From Eurovision to the The Super Bowl, some things are better watched with friends. A new app called Cast plans to help you share your viewing even with people who aren't in the room with you, beaming your Netflix movie or TV show to others whether they have a subscription or not.
Cast by Genii works by streaming what you're watching to the phones, tablets or TVs of friends or family members. It's a bit like calling each other up on Skype and pressing play on a movie at the same time, but only one of you actually has to have the necessary subscription to watch the movie or TV show. The app has a chat function too, instant messages or video chat windows popping up on the same screen as the movie.
It's not just Netflix: The app supports Amazon Video, HBO Go and more. And it's not just streaming services -- you can also share traditional channels so you can enjoy linear TV shows, sports games and other "appointment viewing" with friends, as they're broadcast. Your friends don't have to have subscriptions to the channel in question and it doesn't matter if they're in a region where that channel is unavailable.
You can also watch YouTube videos and play mobile games against friends. Games include Angry Birds, Clash of Clans and Minecraft.
Beginning life as successful Kickstarter project, the app is set to launch this year. As well as a smartphone and tablet app, Cast is a set-top streaming box. The cute little round box will cost around $99 (AU$140 or £70, converted) and Genii told me that although use of the app will be free there may be premium options too, for a subscription fee.
I know what you're thinking: This sounds sketchy as all get out. That was my first question for Genii's co-founder Frederic Robert, but he claims the app operates within the rules of Netflix and other services. "It's like you're sitting next to someone on a sofa," he said, "but it's a virtual sofa." He emphasises that the app is limited to your "normal circle of a family and acquaintances" and it only allows others to share your stream if you're watching the same thing, so it's not like you're handing out your password for all and sundry to binge "Making a Murderer" without paying a dime.

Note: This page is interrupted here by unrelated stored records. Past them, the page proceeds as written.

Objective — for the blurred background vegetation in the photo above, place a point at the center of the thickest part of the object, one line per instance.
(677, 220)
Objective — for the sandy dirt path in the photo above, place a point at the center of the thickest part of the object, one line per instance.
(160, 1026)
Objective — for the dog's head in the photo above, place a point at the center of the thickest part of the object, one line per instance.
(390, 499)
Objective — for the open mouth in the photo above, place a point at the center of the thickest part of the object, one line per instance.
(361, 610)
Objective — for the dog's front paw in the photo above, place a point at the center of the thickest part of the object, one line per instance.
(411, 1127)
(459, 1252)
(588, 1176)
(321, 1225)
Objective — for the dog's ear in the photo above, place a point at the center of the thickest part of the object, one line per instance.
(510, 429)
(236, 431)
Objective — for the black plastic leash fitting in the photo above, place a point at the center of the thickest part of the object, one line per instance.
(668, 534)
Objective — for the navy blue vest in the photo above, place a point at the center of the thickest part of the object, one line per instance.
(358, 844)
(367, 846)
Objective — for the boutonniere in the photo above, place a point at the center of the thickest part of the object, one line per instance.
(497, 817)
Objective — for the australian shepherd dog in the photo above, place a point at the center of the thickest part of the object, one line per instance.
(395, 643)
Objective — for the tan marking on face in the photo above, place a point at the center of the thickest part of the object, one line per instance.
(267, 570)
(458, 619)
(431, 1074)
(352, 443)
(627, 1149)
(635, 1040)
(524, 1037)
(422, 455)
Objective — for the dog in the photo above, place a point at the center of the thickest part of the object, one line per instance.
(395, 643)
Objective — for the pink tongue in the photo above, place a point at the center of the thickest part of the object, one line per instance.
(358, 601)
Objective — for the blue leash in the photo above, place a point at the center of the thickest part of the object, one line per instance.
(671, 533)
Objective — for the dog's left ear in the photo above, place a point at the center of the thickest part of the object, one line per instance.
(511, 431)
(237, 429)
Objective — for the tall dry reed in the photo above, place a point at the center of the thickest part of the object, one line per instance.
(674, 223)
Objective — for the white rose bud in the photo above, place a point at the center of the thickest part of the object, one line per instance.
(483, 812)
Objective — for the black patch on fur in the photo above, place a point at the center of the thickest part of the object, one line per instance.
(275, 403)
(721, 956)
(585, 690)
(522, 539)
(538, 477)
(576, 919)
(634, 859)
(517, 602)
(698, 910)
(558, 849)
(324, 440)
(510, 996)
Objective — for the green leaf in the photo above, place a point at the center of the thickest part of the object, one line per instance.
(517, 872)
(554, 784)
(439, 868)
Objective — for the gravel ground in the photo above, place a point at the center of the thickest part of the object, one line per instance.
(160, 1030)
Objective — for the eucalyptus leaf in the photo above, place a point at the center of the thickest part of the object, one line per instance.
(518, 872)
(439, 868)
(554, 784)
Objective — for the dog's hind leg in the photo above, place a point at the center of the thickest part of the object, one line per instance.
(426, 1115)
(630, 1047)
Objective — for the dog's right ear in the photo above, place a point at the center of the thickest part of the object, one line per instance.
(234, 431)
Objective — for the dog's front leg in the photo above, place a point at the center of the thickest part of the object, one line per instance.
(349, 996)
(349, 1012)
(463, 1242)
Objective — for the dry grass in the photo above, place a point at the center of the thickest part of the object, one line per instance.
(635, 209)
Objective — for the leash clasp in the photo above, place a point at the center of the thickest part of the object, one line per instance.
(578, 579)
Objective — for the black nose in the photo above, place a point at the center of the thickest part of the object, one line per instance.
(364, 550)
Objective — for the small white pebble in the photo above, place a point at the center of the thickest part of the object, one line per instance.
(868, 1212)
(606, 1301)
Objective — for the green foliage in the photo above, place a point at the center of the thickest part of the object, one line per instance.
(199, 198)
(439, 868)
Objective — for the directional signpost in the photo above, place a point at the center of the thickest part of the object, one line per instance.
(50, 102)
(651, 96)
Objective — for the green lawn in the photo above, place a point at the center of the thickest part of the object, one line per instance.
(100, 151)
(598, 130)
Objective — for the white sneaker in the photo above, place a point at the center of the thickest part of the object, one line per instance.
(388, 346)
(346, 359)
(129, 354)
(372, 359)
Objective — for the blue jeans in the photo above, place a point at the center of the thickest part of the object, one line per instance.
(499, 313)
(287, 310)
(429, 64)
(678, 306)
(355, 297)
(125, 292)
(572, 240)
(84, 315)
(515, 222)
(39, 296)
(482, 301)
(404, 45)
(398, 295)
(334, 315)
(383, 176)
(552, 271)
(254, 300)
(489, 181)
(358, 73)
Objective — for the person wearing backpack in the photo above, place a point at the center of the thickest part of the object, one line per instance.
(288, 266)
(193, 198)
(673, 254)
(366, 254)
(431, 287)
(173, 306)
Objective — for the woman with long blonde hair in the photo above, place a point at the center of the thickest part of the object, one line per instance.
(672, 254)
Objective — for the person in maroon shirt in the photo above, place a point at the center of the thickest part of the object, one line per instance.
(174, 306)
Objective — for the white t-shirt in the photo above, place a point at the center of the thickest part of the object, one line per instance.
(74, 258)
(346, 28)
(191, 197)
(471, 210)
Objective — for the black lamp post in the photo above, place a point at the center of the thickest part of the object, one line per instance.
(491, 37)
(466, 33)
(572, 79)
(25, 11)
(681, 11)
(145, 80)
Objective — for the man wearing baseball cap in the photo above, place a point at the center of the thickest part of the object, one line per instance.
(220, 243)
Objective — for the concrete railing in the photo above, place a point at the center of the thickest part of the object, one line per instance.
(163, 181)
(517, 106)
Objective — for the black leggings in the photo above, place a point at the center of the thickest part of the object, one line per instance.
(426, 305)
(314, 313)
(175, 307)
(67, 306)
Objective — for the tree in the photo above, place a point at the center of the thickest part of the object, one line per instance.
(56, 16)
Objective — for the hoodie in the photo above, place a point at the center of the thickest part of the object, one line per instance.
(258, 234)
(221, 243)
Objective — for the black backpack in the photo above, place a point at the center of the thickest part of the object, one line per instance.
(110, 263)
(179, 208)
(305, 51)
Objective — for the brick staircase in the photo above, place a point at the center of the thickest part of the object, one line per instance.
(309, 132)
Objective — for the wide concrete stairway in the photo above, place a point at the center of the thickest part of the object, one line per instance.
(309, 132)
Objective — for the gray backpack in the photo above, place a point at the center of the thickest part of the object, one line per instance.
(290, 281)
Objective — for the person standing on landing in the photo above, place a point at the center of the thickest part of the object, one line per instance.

"We love people sharing Netflix," Hastings said. However, he was discussing shared accounts within households rather than specifically addressing the question of sharing your password.
Netflix supports different profiles on one account, but does place limits on how many people can watch simultaneously. It costs extra to have up to four screens on the go at any one time. To take another service, Amazon's video usage rules state two people can watch different videos at the same time using the same account, but you can't both watch the same video at the same time. Meanwhile HBO Go lets multiple viewers within the same household watch at the same time.